Karacasu Belediyesi öncülüğünde düzenlenen 1. Kırmızı Eller Uluslararası Karacasu Çömlek ve Sanat Çalıştayı saha çalışmalarının yanında panellere de ev sahipliği yapıyor. Bu kapsamda Karacasu Memnune İnci Meslek Yüksekokulunun desteği ile Kültür Merkezinde düzenlenen moderatörlüğünü Karacasu MYO Müdürü Dr. Öğretim Üyesi Umut Tolga Gümüş’ün yaptığı panelde Araştırmacı Yazar Hüseyin Kuruüzüm Karacasu’nun tarihi: Tespitler ve Yorumlar, Dr. Öğretim Üyesi Sedat Akkurnaz Eski Çağlarda Karacasu ve Çevresi, Seramik Sanatçısı Mine Bardak ve Öğretim Görevlisi Mehmet Taşdelen Karacasu Çömlekçiliğinin Dünü ve Bugünü konulu sunumlar yaptı. Etkinliği Karacasu Belediye Başkanı Zeki İnal, Adnan Menderes Üniversitesi Rektör Yardımcısı Cumali Öksüz, BBP İlçe Başkan Yardımcısı ve Turizm Derneği Başkanı Bülent Eriklioğlu, İYİ Parti İlçe Başkanı Ali Küpelioğlu, akademisyenler, çömlek ustaları, çalıştaya katkı sunan sanatçılar ve ilçe halkı takip etti.

KİTABELERİN ÖNEMİNE DİKKAT ÇEKTİ


Osmanlı ve Cumhuriyet dönemi Karacasu’nun toplumsal, kültürel ve gündelik yaşamından pek çok anekdot aktaran yazar Hüseyin Kuruüzüm, “Kitabeler yönünden Aydın’ın en zengin ilçesi Karacasu’dur. Aydın’ın hiçbir ilçesi kitabelerinin içeriğinin niteliği ve kitabe sayısıyla Karacasu’yla yarışamaz. Karacasu’daki çeşme kitabeleri Aydın’ın bir gerdanlığıdır. Mesela Karacasu’da bir okul kitabesinde “Karacasu’yu sevmek sözle değil eserledir” yazmaktadır. Memleket meselelerini kahvehanelerde çok konuşmaya gerek yok. Oturun bir iş yapın. Bu ülke için bir mum yakın. Bana gelip memleketten dert yandıklarında dert yanan kişinin mesela Karacasu için yaptıklarını gözümde canlandırıyorum. Hiçbir şey yapmadan dertleniyorsa “Hadi canım sen de” deyip geçiyorum” dedi.

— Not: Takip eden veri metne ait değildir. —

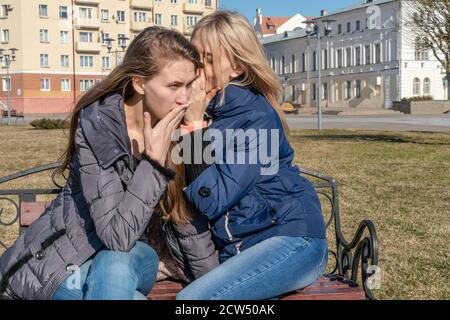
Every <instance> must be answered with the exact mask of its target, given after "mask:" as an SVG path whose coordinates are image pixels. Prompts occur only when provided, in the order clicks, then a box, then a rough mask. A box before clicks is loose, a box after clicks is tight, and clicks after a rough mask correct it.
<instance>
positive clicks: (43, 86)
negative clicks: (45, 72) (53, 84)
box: [41, 78, 50, 91]
mask: <svg viewBox="0 0 450 320" xmlns="http://www.w3.org/2000/svg"><path fill="white" fill-rule="evenodd" d="M41 91H50V78H41Z"/></svg>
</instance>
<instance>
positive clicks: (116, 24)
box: [0, 0, 218, 114]
mask: <svg viewBox="0 0 450 320" xmlns="http://www.w3.org/2000/svg"><path fill="white" fill-rule="evenodd" d="M217 8H218V0H0V51H1V49H4V50H3V51H2V54H3V56H4V59H3V62H4V61H5V59H8V58H10V57H11V51H10V50H9V49H10V48H16V49H18V51H16V52H15V61H13V62H11V64H10V65H11V67H10V70H9V76H8V70H6V69H4V68H3V69H1V70H2V71H1V78H2V79H1V90H0V109H5V108H6V103H7V102H6V101H7V98H6V97H7V93H8V92H7V91H8V90H10V91H9V93H10V96H11V106H12V108H13V109H16V110H18V111H22V112H24V113H25V114H30V113H65V112H69V111H70V109H71V108H72V107H73V105H74V101H76V98H77V97H78V96H79V95H80V94H83V92H85V91H87V90H88V89H89V88H90V87H92V86H93V85H94V84H95V83H96V82H97V81H101V79H102V78H103V77H105V76H106V75H107V74H109V73H110V72H111V70H112V69H113V68H114V67H115V66H116V65H117V64H118V63H120V62H121V59H122V58H123V55H124V50H126V48H127V46H128V45H129V43H130V41H131V40H132V39H133V38H134V37H135V36H136V35H137V34H139V32H141V31H142V30H143V29H144V28H146V27H148V26H152V25H161V26H164V27H167V28H171V29H176V30H178V31H180V32H182V33H183V34H184V35H185V36H186V37H189V35H190V33H191V32H192V29H193V27H194V26H195V24H196V23H197V22H198V21H199V20H200V19H201V17H202V16H204V15H207V14H208V13H211V12H214V11H216V10H217Z"/></svg>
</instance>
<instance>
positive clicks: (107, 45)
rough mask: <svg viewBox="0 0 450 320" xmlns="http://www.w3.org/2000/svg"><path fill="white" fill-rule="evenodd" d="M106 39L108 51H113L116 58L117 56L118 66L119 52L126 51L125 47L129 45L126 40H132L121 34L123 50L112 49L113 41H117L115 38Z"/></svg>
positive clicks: (119, 46) (119, 40)
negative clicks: (112, 44) (114, 38)
mask: <svg viewBox="0 0 450 320" xmlns="http://www.w3.org/2000/svg"><path fill="white" fill-rule="evenodd" d="M105 40H106V42H107V48H108V53H112V54H114V56H115V58H116V66H117V64H118V58H117V57H118V54H119V53H122V52H125V49H126V47H127V45H126V41H127V40H130V39H129V38H127V37H125V36H121V37H119V44H118V45H119V47H120V48H121V49H122V50H119V49H115V50H112V42H113V41H116V40H114V39H112V38H107V39H105Z"/></svg>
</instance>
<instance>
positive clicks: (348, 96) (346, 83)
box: [345, 81, 352, 100]
mask: <svg viewBox="0 0 450 320" xmlns="http://www.w3.org/2000/svg"><path fill="white" fill-rule="evenodd" d="M351 98H352V82H351V81H345V99H347V100H348V99H351Z"/></svg>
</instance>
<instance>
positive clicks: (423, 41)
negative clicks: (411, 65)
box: [415, 37, 430, 60]
mask: <svg viewBox="0 0 450 320" xmlns="http://www.w3.org/2000/svg"><path fill="white" fill-rule="evenodd" d="M428 52H429V51H428V46H427V40H426V39H421V38H419V37H418V38H416V43H415V55H416V60H429V59H430V57H429V54H428Z"/></svg>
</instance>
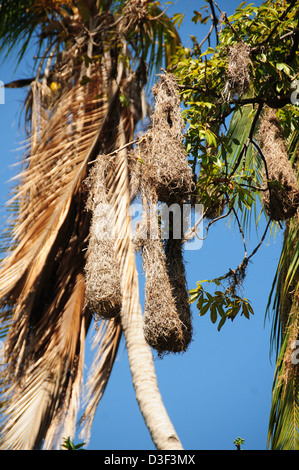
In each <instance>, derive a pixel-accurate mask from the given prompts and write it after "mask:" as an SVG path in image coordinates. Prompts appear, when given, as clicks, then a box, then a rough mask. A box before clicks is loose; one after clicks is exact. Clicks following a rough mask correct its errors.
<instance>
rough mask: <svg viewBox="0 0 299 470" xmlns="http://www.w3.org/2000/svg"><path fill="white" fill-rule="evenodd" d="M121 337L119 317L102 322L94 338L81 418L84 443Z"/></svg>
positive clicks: (121, 328)
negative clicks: (93, 349)
mask: <svg viewBox="0 0 299 470" xmlns="http://www.w3.org/2000/svg"><path fill="white" fill-rule="evenodd" d="M121 337H122V328H121V325H120V322H119V317H117V318H112V319H111V320H106V321H102V322H101V323H100V326H99V328H98V330H97V332H96V334H95V336H94V341H93V349H95V350H96V354H95V357H94V361H93V364H92V367H91V370H90V375H89V378H88V381H87V384H86V397H85V409H84V413H83V415H82V417H81V423H82V424H83V428H82V431H81V435H82V436H83V438H84V441H85V442H88V440H89V438H90V432H91V426H92V423H93V420H94V416H95V413H96V410H97V407H98V404H99V402H100V400H101V398H102V396H103V393H104V391H105V389H106V386H107V383H108V380H109V377H110V373H111V370H112V367H113V364H114V361H115V358H116V354H117V351H118V347H119V344H120V340H121Z"/></svg>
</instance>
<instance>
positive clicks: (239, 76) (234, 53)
mask: <svg viewBox="0 0 299 470" xmlns="http://www.w3.org/2000/svg"><path fill="white" fill-rule="evenodd" d="M250 64H251V59H250V47H249V46H248V45H247V44H245V43H244V42H238V43H237V44H236V45H234V46H232V47H229V51H228V81H229V88H230V90H231V91H232V92H233V93H234V94H236V95H238V96H242V95H244V94H245V93H246V92H247V91H248V89H249V86H250Z"/></svg>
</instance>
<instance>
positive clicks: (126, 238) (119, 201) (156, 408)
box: [108, 120, 183, 450]
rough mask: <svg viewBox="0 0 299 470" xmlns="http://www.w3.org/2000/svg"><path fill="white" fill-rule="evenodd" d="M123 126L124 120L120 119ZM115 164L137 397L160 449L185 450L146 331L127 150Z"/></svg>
mask: <svg viewBox="0 0 299 470" xmlns="http://www.w3.org/2000/svg"><path fill="white" fill-rule="evenodd" d="M121 127H122V120H121V121H120V128H121ZM120 135H121V136H122V138H121V140H122V141H121V142H119V148H121V147H122V145H123V144H124V143H126V141H125V137H124V132H123V129H120ZM115 164H116V168H115V171H114V172H113V173H112V174H111V175H110V184H108V187H109V193H108V199H109V200H110V203H111V204H112V205H113V208H114V216H115V230H116V256H117V258H118V262H119V267H120V273H121V283H122V292H123V302H122V309H121V324H122V328H123V333H124V336H125V340H126V346H127V352H128V358H129V365H130V370H131V374H132V381H133V386H134V389H135V394H136V399H137V402H138V405H139V408H140V411H141V413H142V415H143V418H144V421H145V424H146V426H147V428H148V429H149V432H150V435H151V438H152V440H153V442H154V444H155V446H156V448H157V449H159V450H182V449H183V447H182V445H181V443H180V440H179V438H178V436H177V434H176V432H175V430H174V427H173V425H172V423H171V421H170V419H169V417H168V414H167V412H166V409H165V407H164V404H163V402H162V398H161V395H160V392H159V388H158V384H157V378H156V372H155V368H154V363H153V356H152V353H151V350H150V347H149V346H148V344H147V343H146V341H145V338H144V334H143V317H142V311H141V306H140V302H139V286H138V274H137V268H136V261H135V251H134V246H133V242H132V226H131V218H130V194H129V174H128V167H127V158H126V150H122V151H120V152H119V153H118V154H117V157H116V159H115Z"/></svg>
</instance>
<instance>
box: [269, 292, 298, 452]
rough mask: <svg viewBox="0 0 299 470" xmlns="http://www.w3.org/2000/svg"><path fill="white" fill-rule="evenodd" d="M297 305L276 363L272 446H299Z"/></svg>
mask: <svg viewBox="0 0 299 470" xmlns="http://www.w3.org/2000/svg"><path fill="white" fill-rule="evenodd" d="M298 307H299V306H298V302H297V301H296V302H294V305H293V306H292V309H293V313H291V314H290V315H289V320H288V325H287V333H286V334H285V335H284V339H283V342H282V345H281V349H280V352H279V355H278V359H277V363H276V370H275V376H274V383H273V391H272V403H271V412H270V420H269V432H268V447H269V448H270V449H272V450H299V374H298V357H297V356H296V348H295V347H294V345H293V341H294V338H297V337H298V326H299V312H298Z"/></svg>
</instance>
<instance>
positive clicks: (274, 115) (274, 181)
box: [257, 108, 299, 221]
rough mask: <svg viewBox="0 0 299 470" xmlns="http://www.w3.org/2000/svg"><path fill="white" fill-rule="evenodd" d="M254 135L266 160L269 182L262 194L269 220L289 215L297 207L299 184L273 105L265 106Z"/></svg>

“MÜHENDİSTEN ÖNCE SANATÇI LAZIM”


Kuruüzüm ayrıca, Süleyman Rüşdi’nin, “Hz. Hamza gibi kolun gibi olsa, herkesi kendi önünde diz çöktürecek şirin dillerin olsa ne yazar, el üstünde el var, onun üstünde Allah’ın eli var” dizelerini hatırlattı. Karacasu hakkında son dönemde yazılan kitaplara değinen Kuruüzüm, “Karacasu’da sonra 25 yılda bir şeyler oluyor. Çok sayıda kitap yazıldı. Belki bizler farkında değiliz ama Aydın bizi gıpta ile seyrediyor” dedi. Kuruüzüm konuşmasını alkışlanan, “Sanatçı arkadaşların çizdikleri resimleri gördüm. Sanatçılara selam olsun. Sanatçılar yoksa bir ülkede hiçbir şey olmayacağına inanan insanlardayım. Bana önce mühendis lazım değil bana hayal kurduracak adamlar lazım. Ondan sonra mühendisler olur hem de dört dörtlük mühendisler olur” sözleriyle sona erdirdi.